A significant portion of the naturally regenerated wetlands within the Romanian Danube Delta faces the possibility of reversion to agricultural land. Local communities, benefiting from the area in terms of livelihoods and climate resilience, oppose this decision.
The controversy erupted in June 2023, when the Danube River’s high waters breached the dyke enclosing a marshland in Mahmudia, located in the Delta’s eastern part. Eight years earlier, this area had undergone restoration with European Union funding, evolving into a flourishing, biodiverse wetland that greatly enhanced tourism.
The ensuing flood submerged 1,000 hectares of farmland, converting them into a typical delta ecosystem.
The community welcomed the newly flooded wetland, with 97 per cent of locals preferring its current state over draining it once more for agricultural use, according to a survey conducted by WWF-Romania.

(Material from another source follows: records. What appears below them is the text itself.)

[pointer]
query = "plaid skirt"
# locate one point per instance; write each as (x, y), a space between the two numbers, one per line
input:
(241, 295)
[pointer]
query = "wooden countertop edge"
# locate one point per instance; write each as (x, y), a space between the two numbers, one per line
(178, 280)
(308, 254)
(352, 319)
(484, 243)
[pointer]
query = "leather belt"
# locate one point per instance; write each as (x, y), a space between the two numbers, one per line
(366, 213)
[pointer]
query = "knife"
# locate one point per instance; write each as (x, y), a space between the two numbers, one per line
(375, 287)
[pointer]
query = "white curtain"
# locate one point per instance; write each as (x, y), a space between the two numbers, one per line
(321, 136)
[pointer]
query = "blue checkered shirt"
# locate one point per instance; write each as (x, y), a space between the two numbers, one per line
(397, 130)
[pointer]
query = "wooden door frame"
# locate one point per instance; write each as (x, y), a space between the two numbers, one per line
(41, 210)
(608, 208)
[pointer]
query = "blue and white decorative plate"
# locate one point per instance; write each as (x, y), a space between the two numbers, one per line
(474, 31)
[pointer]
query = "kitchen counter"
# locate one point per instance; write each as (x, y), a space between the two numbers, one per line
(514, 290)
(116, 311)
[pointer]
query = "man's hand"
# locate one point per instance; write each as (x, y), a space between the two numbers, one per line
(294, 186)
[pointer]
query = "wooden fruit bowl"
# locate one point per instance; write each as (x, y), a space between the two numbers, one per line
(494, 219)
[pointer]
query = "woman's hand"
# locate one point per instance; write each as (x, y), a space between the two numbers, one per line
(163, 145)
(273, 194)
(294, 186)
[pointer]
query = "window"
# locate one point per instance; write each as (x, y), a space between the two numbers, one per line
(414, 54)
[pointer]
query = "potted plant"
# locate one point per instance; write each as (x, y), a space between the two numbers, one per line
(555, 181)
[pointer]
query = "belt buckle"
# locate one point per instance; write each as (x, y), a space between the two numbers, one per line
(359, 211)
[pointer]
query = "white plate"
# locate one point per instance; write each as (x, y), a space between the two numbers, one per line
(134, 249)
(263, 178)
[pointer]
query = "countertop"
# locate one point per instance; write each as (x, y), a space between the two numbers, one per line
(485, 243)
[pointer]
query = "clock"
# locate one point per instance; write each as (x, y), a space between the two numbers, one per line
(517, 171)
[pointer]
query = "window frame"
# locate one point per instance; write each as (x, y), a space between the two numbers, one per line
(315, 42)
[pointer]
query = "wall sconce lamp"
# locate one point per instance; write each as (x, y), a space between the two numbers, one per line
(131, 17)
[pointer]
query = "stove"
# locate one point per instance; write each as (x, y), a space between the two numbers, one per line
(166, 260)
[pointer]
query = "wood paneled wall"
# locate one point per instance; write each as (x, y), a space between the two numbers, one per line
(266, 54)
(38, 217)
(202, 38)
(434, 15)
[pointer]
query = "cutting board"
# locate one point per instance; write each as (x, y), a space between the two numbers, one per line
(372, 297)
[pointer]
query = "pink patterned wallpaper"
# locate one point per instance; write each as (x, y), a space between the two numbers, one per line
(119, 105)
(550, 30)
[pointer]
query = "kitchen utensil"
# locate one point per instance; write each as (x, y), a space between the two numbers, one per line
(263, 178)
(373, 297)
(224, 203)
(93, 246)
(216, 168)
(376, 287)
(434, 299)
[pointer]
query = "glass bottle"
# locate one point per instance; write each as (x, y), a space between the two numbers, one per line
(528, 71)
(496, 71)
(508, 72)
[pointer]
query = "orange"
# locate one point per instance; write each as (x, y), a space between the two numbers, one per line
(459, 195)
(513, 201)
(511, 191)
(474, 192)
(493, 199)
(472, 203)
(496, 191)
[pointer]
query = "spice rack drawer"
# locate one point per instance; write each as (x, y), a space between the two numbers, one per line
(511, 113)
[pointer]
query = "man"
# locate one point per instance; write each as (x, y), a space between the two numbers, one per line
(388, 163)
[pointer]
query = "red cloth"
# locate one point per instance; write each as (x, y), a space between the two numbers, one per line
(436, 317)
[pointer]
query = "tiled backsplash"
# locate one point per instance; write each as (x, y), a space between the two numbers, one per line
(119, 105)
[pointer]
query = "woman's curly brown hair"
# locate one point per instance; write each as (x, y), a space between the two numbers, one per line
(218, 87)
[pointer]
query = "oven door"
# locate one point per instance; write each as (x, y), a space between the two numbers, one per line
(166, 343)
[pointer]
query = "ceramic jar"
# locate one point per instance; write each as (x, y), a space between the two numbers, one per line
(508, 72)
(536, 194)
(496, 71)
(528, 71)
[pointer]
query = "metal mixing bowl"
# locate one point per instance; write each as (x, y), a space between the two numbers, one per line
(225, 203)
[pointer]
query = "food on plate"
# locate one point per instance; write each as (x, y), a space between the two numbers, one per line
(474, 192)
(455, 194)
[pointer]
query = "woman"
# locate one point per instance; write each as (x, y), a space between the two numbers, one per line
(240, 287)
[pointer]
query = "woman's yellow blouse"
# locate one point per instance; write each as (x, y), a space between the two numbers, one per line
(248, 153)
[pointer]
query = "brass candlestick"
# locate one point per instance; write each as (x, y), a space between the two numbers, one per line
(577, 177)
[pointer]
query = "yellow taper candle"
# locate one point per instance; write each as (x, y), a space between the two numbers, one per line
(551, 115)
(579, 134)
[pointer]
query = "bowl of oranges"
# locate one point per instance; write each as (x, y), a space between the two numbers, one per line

However, agricultural leaseholders obtained a court ruling to revert the area to cropland — a decision endangering the entire wetland, including the section restored with European Union (EU) funds. Romania is one of the 28 member states of the EU.
A ’national interest ecological restoration area’ status from the Romanian government for the wetland would ensure the preservation of its natural benefits and the well-being of the local community.
Romanian law empowers the government to protect special sites in this manner, allowing agricultural contracts to be cancelled and leaseholders to be compensated from national funds, the WWF said in a statement.
“WWF stands with the people of Mahmudia as they know how much these restored wetlands benefit their lives and livelihoods,” said Orieta Hulea, WWF-Romania country director.
Restoring healthy wetlands is central to reversing nature loss and building resilience to climate change, she added. “Losing this restored wetland would undermine sustainable development in the area and efforts to restore the health of Europe’s greatest wetlands,” Hulea said.
The protection of the wetland would also establish an important precedent for the Danube Delta, Europe's second largest river delta. According to UNESCO, the Danube's waters, which flow into the Black Sea, form Europe's largest and best preserved deltas. The delta’s numerous lakes and marshes are home to over 300 bird species and 45 freshwater fish species.